Read: How To Choose The Right eCommerce Platform
1. Product page SEO
Build out the content on your product page. To start, add a long description. Update the title tag, the page URL, and the meta description. Use keyword research to pick the optimum keyword targets for the content on these product pages.
Structured data markup, also known as schema markup, is now automatically included on your product pages in Square Online. Structured data gives you rich snippets that will help improve click-through and look better in search results. Rich snippets are special results snippets that show additional information that’s not in the metadata, providing a more engaging search result. Information can include:
- Authors
- People
- Prices
- Companies
- Events
- Organisations
- Music
- Videos
- Evaluations
- Inventory
- Images
- Recipes
2. Link building for eCommerce
After working on content and keywords, your eCommerce SEO needs links to your product pages. To build links for your product pages, you need to take a slightly different approach from general link building.
Read more: How to Shift Your Brick-and-Mortar Business to eCommerce
Start by reaching out to business connections for testimonials and links back to your site. Any providers you use might want to use you as a testimonial on their website, and manufacturers are typically happy to share where consumers can find their goods. A business is one big network of other businesses, so tap this network for easy link opportunities. If you use an accountant or a lawyer, they probably have a website and will be willing to link back to you as well.
You should also try to find other products and businesses that complement your offerings. Look for other companies selling things that would pair well with what you offer. Reach out and see if there’s an opportunity to work together. You can link from each other’s product pages, offer announcements, or blog posts.
Tracking
Analysis and performance
SEO tracking helps you understand value and opportunity. With the right analysis, you can begin to understand movement in search results and use your knowledge to build a better SEO program.
The first tracking skill is to know when you change rank. Google Search Console is one of the best tools to track your page rank over time. You want to see when things are changing on search pages sooner than later.
Sometimes traffic drops are due to broader search engine changes and not in your control. Sometimes it’s because a competitor is now stronger. These are all important changes you can understand and use to improve your SEO program. Once you see these changes, you can update the pages affected by them.
You should also take time to identify pages that may not have moved in search, but have an opportunity to rank higher. For example, track pages that rank on page two for keywords, or track keywords in positions four to seven. In either scenario, if you move up a few spots, you could immediately double or triple the traffic you currently receive from those terms.

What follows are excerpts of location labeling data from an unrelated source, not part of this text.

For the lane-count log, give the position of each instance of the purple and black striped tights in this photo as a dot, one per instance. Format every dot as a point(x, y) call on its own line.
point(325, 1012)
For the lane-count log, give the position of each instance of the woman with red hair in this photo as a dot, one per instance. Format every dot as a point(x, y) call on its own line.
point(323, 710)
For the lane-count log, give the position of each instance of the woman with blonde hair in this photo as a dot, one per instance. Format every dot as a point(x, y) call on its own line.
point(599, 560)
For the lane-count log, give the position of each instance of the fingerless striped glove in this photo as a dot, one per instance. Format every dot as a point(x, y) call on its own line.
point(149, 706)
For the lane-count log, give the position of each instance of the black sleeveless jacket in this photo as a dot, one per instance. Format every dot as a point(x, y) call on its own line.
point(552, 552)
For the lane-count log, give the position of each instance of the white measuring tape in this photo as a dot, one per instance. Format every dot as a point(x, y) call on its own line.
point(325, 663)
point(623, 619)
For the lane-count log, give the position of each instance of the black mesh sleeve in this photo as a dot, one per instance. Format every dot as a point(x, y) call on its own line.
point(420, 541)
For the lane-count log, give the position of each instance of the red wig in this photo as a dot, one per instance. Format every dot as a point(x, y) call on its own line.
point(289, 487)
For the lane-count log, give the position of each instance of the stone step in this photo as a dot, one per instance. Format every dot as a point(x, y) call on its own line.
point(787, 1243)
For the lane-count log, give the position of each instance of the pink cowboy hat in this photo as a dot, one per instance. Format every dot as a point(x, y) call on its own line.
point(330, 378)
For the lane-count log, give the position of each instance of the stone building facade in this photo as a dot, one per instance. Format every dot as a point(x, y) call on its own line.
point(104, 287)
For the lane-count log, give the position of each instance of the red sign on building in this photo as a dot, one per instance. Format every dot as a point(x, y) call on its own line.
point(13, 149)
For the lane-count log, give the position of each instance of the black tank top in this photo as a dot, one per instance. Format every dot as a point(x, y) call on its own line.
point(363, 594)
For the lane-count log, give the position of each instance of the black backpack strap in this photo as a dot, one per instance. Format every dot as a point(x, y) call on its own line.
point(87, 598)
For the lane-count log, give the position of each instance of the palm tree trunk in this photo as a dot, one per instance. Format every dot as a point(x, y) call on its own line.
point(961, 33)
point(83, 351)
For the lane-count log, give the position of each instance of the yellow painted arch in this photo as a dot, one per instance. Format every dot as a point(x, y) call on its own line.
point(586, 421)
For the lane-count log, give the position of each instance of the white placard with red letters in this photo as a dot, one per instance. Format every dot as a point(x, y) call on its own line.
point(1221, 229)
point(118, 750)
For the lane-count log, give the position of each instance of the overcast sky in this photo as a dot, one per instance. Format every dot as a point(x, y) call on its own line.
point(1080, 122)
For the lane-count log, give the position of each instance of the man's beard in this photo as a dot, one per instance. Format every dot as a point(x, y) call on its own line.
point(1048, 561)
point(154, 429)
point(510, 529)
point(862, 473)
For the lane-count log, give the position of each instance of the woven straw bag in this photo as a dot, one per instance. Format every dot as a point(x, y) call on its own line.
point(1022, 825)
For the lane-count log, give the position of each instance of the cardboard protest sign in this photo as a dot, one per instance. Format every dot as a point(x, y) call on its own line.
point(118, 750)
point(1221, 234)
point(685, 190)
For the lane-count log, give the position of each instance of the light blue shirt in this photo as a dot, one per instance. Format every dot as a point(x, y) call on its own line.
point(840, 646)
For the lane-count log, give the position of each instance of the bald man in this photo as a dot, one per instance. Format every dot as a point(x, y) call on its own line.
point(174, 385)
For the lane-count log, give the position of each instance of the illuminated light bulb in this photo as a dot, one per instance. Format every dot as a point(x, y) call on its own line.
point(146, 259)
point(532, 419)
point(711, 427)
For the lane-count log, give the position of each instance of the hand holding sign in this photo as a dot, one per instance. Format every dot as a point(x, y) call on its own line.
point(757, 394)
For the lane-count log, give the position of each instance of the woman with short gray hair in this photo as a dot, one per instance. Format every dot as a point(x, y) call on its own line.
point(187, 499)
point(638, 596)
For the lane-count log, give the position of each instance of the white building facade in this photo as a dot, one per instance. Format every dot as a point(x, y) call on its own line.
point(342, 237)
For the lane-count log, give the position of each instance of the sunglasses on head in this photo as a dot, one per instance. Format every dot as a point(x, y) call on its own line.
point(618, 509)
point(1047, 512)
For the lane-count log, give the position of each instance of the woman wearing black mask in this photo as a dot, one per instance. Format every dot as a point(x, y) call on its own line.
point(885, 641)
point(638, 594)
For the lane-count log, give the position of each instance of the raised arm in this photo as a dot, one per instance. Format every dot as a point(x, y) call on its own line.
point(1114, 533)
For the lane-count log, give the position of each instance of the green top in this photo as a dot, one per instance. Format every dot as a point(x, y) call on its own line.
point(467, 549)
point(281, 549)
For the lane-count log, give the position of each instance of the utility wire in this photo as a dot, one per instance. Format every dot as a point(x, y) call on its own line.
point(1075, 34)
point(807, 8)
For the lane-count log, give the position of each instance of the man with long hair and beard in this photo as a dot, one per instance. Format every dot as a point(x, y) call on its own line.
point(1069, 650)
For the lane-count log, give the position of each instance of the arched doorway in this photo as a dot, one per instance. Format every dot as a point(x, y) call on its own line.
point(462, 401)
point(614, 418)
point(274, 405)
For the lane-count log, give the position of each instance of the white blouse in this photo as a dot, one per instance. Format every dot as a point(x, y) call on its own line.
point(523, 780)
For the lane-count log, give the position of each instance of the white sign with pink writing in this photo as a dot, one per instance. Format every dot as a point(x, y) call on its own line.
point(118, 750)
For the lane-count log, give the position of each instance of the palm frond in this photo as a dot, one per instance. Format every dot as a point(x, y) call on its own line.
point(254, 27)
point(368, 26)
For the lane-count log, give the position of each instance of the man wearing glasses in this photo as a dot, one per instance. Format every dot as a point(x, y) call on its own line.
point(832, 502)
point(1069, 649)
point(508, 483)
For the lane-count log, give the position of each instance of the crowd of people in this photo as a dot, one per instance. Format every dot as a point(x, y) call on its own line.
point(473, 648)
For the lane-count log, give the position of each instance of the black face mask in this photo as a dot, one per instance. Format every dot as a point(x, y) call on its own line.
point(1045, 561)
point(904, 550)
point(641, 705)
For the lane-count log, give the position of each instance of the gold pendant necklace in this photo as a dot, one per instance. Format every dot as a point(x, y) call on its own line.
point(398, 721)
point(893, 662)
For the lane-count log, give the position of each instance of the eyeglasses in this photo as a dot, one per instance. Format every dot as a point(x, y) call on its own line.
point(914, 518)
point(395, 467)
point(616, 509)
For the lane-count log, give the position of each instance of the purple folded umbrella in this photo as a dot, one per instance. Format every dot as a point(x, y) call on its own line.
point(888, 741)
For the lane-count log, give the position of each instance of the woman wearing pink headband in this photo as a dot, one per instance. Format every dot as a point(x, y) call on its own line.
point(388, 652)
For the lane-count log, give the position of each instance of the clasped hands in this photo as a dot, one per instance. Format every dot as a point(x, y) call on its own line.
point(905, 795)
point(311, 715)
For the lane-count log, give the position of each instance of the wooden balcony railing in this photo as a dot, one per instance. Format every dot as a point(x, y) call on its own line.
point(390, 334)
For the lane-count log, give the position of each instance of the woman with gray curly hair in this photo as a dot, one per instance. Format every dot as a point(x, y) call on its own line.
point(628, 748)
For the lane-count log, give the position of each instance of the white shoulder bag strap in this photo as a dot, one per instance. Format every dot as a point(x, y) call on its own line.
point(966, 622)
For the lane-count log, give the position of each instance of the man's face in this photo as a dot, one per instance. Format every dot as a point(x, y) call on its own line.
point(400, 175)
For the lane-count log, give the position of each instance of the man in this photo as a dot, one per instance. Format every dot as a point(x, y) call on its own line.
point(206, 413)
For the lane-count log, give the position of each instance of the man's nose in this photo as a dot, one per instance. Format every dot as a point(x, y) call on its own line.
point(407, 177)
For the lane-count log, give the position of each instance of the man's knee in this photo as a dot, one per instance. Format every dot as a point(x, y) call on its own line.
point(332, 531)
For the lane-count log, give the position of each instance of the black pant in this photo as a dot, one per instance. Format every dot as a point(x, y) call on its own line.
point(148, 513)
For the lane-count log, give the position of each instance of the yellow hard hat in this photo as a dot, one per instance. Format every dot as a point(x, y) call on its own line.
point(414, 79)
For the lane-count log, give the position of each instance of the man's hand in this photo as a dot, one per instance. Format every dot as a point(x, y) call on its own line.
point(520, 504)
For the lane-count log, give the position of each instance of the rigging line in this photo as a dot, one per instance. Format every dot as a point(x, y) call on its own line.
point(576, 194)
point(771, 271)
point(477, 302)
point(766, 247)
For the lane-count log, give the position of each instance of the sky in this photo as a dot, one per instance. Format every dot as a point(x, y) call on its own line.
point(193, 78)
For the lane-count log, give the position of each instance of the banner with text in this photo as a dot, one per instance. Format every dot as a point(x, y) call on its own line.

It’s also important to look at pages receiving search traffic. Study all the traffic coming to a page and see if it’s actually helping your business grow. Pages will rank for keywords you might not have targeted. This could give you valuable business insight into relevant terms customers search for that you didn’t even know about.
If people stop clicking on your site or bounce from your site back to search, it’s a strong signal that other pages on the SERP are more valuable and should be ranked in front of you. To check this and potentially make optimisation decisions, look at your bounce rates from search traffic in Google Analytics and check click-through rates in Google Search Console. If you start to see dramatic changes or negative trends, update your page title, page description, and page content to try and be more relevant to what people are searching for.